Nominations can come from an individual or group and should be accompanied by examples of the individual’s work, via link(s) or media files of an event or a composite of the individual’s career work. AMS membership is not required to submit an award nomination. The nominator is responsible for uploading the entire nomination package, which must include a citation of no more than 25 words, a letter of support, and a biography of the nominee. Nominations are due by 1 May.
- Citation (limit of 25 words)
- Nomination letter (3 pages maximum)
- Nominee biography (2 pages maximum)
- One letter of support (2 pages maximum)
- If, as recommended, broadcast content is provided, and if this is submitted in the form of URLs, then these links must be fully and freely accessible.
June Bacon-Bercey (1928-2019)
June Bacon-Bercey was a pioneer as a broadcast meteorologist holding a degree in the science, and a powerful advocate for women and people of color in the atmospheric sciences.
Born in Wichita, Kansas, in 1928 as June Esther Griffin, she studied meteorology at UCLA, where she earned her bachelor’s degree in 1954 despite a counselor’s advice that she pursue home economics instead, becoming the first Black American woman to earn a BS in meteorology. Following graduation, she worked as a forecaster for the U.S. Weather Bureau, and subsequently for the Atomic Energy Commission, assessing the impacts of atomic energy upon the atmosphere.
In the 1960s, Bacon-Bercey returned to the National Weather Service as a Radar Meteorologist, while studying journalism at NYU. In 1970, she became a science reporter for WGR-TV, Buffalo, and within four months had become Chief Meteorologist for the station.
In 1972, her accomplishments were recognized with the AMS Seal of Approval for excellence in television weathercasting, the first woman and first Black American to receive the Seal. She returned to the National Oceanic and Atmospheric Administration in 1979, as Chief, Weather and Television Services. She focused on educating the public, while continuing to with pioneering efforts to expose women and other minorities to careers in meteorology / atmospheric sciences. She did all this while working as an aviation meteorologist and teaching new technologies to forecasters.
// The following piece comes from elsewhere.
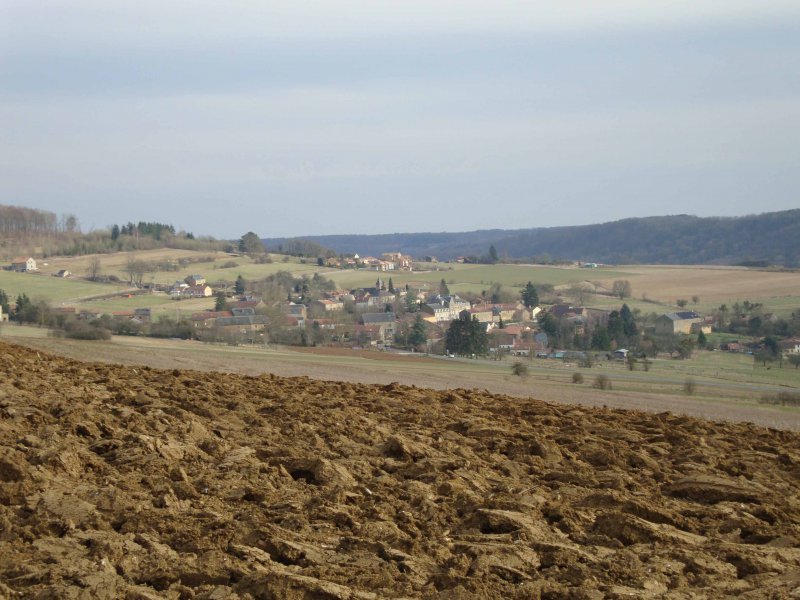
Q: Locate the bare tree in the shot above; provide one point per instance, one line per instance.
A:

She established a scholarship for women in meteorology in 1977, and helped fund the Jackson State University meteorology program to bring more Black Americans into the field. Finding support through several professional associations, she was the first Black American member of the New York Academy of Sciences, and held leadership positions in the American Meteorological Society, American Geophysical Union, and Women in Science and Engineering. She partnered with Warren M. Washington as a co-founder and first chair of the AMS Board on Women and Minorities. In addition, she served on the board of directors of the National Consortium for Black Professional Development.